1/16 oz single                               7 – 9 feet      6 – 8 feet       5 – 7 feet

1/8 oz single                                 9 – 11 feet     8 – 10 feet     6 – 7 feet

¼ oz single                                  12 – 14 feet   10 – 12 feet    8 – 10 feet

Each boat set up will vary with minor details that can affect depth of presentation. Mixing jig weights is not usually a good idea as different weights will cause lines to cross during trolling turns. Tying two jigs on one line adds weight and will track deeper and can help define crappie's depth preference but also causes complications while making turns.

Best Baits to Use for Longline Trolling for Crappie

crappie jigs

Action baits, those that impart a swimming action when trolled, work best when crappie are in an aggressive mood.

Long lining anglers may see better interest from pre-spawn fish by using an “action tail” plastic baits during the pre-spawn and spawning phases when crappie are more aggressive. These action baits include paddle tails, twister tails, and other configurations designed to give the bait a swimming action when trolled through the water.

Once crappie transition into the post-spawn pattern, using “gliding baits” may be more appealing to less aggressive fish. These baits include split tails, stinger tails, and hair or marabou jigs that do not present as much action in the water.

It is advisable to set your speed with the trolling motor and then hold a sample bait just under the surface to make sure that speed is adequate to give the jig the intended action.

Gear and More Tips

Another long lining tip is to look for a specific pattern of fish movement or activity rather than just randomly trolling through the area. Fish may be relating to a drop off or ledge or may show a preference for a particular color, speed or depth. The key is to hone in on what the fish prefer and adjust the other rods in your trolling setup to match what the fish show a preference for.

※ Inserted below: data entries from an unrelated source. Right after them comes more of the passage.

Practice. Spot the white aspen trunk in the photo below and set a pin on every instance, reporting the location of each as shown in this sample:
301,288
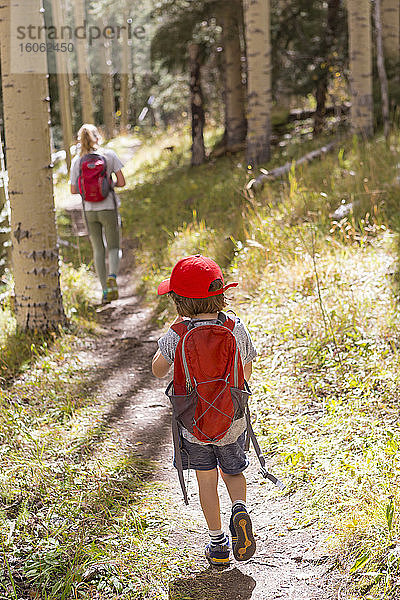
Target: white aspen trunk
35,259
63,86
197,108
4,217
124,93
390,15
258,42
108,90
360,53
381,69
235,114
85,88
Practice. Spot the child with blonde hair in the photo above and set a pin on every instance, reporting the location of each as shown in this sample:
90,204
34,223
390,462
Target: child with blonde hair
91,171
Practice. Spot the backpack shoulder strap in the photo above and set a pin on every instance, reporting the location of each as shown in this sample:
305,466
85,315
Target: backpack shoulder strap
226,321
180,328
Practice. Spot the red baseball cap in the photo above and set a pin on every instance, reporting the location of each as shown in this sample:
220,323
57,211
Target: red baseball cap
191,277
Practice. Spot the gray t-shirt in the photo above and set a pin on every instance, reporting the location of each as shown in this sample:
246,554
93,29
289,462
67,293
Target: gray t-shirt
114,164
168,344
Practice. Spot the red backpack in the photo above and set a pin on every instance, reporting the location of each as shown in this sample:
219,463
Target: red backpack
208,386
93,182
208,391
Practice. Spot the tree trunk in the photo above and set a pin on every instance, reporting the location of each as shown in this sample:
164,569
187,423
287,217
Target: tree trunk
197,109
381,69
360,52
108,90
124,93
38,303
390,14
64,98
257,22
235,114
83,64
322,85
4,213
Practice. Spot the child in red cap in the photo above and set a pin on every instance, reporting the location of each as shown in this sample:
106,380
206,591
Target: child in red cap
197,288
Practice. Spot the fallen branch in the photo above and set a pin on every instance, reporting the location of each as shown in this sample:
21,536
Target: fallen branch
258,182
298,114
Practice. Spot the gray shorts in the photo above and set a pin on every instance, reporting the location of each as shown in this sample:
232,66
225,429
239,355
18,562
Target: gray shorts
230,458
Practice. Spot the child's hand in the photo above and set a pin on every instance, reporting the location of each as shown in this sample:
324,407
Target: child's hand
178,319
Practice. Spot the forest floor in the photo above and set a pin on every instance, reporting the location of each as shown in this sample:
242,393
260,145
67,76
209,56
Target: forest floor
90,503
289,563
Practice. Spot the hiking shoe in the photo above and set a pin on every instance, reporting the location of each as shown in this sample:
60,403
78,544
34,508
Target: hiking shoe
243,542
105,298
218,554
112,288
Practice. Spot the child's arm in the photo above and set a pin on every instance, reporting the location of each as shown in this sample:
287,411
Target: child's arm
247,370
160,366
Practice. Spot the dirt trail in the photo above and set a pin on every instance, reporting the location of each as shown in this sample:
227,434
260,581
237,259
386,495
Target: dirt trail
288,562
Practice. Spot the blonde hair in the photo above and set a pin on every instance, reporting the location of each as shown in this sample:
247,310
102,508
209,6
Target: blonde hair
89,138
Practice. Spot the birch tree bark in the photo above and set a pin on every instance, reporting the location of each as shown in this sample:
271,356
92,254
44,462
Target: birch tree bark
390,14
322,85
235,113
85,88
360,53
63,80
258,42
4,221
35,260
124,93
381,68
197,108
108,90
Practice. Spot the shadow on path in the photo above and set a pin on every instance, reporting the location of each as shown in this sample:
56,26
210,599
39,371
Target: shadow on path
229,584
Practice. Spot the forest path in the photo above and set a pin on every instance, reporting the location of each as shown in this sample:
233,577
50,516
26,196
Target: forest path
288,562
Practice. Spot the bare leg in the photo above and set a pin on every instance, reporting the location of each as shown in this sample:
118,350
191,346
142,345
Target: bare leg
209,499
236,486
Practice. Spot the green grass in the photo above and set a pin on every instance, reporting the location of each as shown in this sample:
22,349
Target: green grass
321,299
79,515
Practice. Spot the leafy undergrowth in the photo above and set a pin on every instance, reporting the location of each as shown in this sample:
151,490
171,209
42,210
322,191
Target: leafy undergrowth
18,349
320,298
323,307
79,517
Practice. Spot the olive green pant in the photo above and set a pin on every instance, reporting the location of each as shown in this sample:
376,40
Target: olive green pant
104,231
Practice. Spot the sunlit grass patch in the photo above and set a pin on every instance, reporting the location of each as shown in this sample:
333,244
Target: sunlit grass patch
326,392
79,515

Rod and rod holder configuration vary based on angler preference. In order to keep lines as separate as possible, it is recommended to use longer rods on each gunnel (side) of the boat and decrease the rod length as you move toward and onto the transom. One suggestion might be to place a 16-foot rod towards the front of the boat in a rod holder followed by another 12-foot rod, both perpendicular to the boat. Near the transom, place two more 12-foot rods, two on each side, to spread out his lines. The number of rods used may be dictated by state statute.

While there is a debate between the use of 4-pound monofilament line and 6-pound line for long line trolling, it may be useful to spool each reel with a different color line. For example, spool orange, and fluorescent yellow, fluorescent green, and fluorescent blue on each side. Using this technique, when the lines get tangled, and eventually they will, you can easily sort out which line goes to what rod and get your baits back in the water quicker.

Long line trolling is both a popular search tactic as well as a productive fishing tactic. The key to a successful outing is to follow a routine and work each rod from a specific rod holder and avoid laying rods on the deck when a fish hits, a line gets snagged, tangles occur, and eventually, when all of the above occurs at once.